To be concrete, example C# code implementing these functions is shown
below. Similar code could be used in other languages.
...
static byte [] base64urldecode(string arg)
{
string s = arg;
s = s.Replace('-', '+'); // 62nd char of encoding
s = s.Replace('_', '/'); // 63rd char of encoding
switch (s.Length % 4) // Pad with trailing '='s
{
case 0: break; // No pad chars in this case
case 2: s += "=="; break; // Two pad chars
case 3: s += "="; break; // One pad char
default: throw new System.Exception(
"Illegal base64url string!");
}
return Convert.FromBase64String(s); // Standard base64 decoder
}
As per the example code above, the number of '=' padding characters
that needs to be added to the end of a base64url-encoded string
without padding to turn it into one with padding is a deterministic
function of the length of the encoded string. Specifically, if the
length mod 4 is 0, no padding is added; if the length mod 4 is 2, two
'=' padding characters are added; if the length mod 4 is 3, one '='
padding character is added; if the length mod 4 is 1, the input is
malformed.
It should say:
2. Terminology
These terms are defined by this specification:
Base64url Encoding
Base64 encoding using the URL- and filename-safe character set
defined in Section 5 of RFC 4648 [RFC4648], all trailing '='
characters SHOULD be omitted (as permitted by Section 3.2) and
any line breaks, whitespace, or other additional characters SHALL
be excluded. Note that the base64url encoding of the empty octet
sequence is the empty string. (See Appendix C for notes on
implementing base64url encoding without padding.)

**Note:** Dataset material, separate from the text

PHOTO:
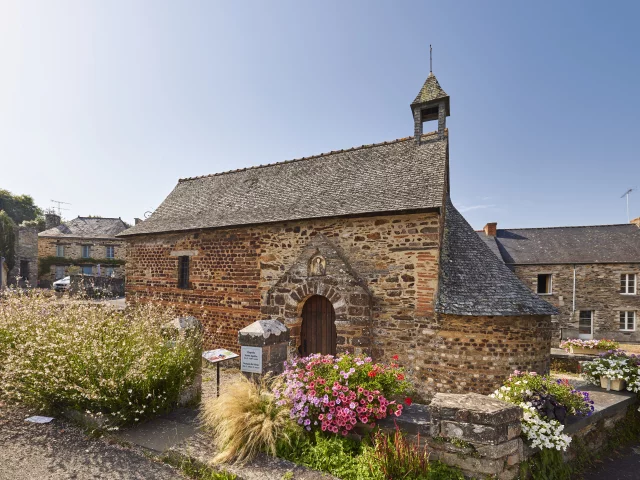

Appendix C. Notes on Implementing base64url Encoding without Padding
...
NOTE: The decoding function allows padded input, which is not recommended.
Notes:
The definition for Base64url is more strict than RFC4648, but doesn't qualify that with keyword from RFC 2119. The corrected text uses RFC 2119 keywords to be more specific and consistent. I do propose allowing but discouraging extraneous padding, which is currently ambiguous. An alternate solution would be using SHALL be omitted in the definition and either adding a note in appendix C or a conditional to throw an exception for non-compliant input.
--VERIFIER NOTES--
The term definition clearly says what “Base64url Encoding” means in this specification.
Among other things, it meaning of that term includes the detail "with all trailing '=' characters omitted” — unconditionally so.
The proposed replacement text would replace this clear definition with a “SHOULD”, which is incorrect — there is no circumstance in which a “=“ is permitted in RFC 7515 “Base64url Encoding”.
The proposed change would be a deviation from the WG intent.
Errata ID: 6118
Status: Rejected
Type: Editorial
Publication Format(s) : TEXT
Reported By: Jason Heiss
Date Reported: 2020-04-22
Rejected by: Benjamin Kaduk
Date Rejected: 2020-04-25
Section 2 says:
(as permitted by Section 3.2)
Notes:
This appears to be a reference to section 3.2 of RFC 4648, but because it is somewhat ambiguous the HTML and PDF versions of the RFC link to section 3.2 of this RFC instead.
--VERIFIER NOTES--
Errata reports are for the authoritative versions hosted on rfc-editor.org, which for this document is the plain text version. As such, issues introduced by the "htmlization" process do not qualify.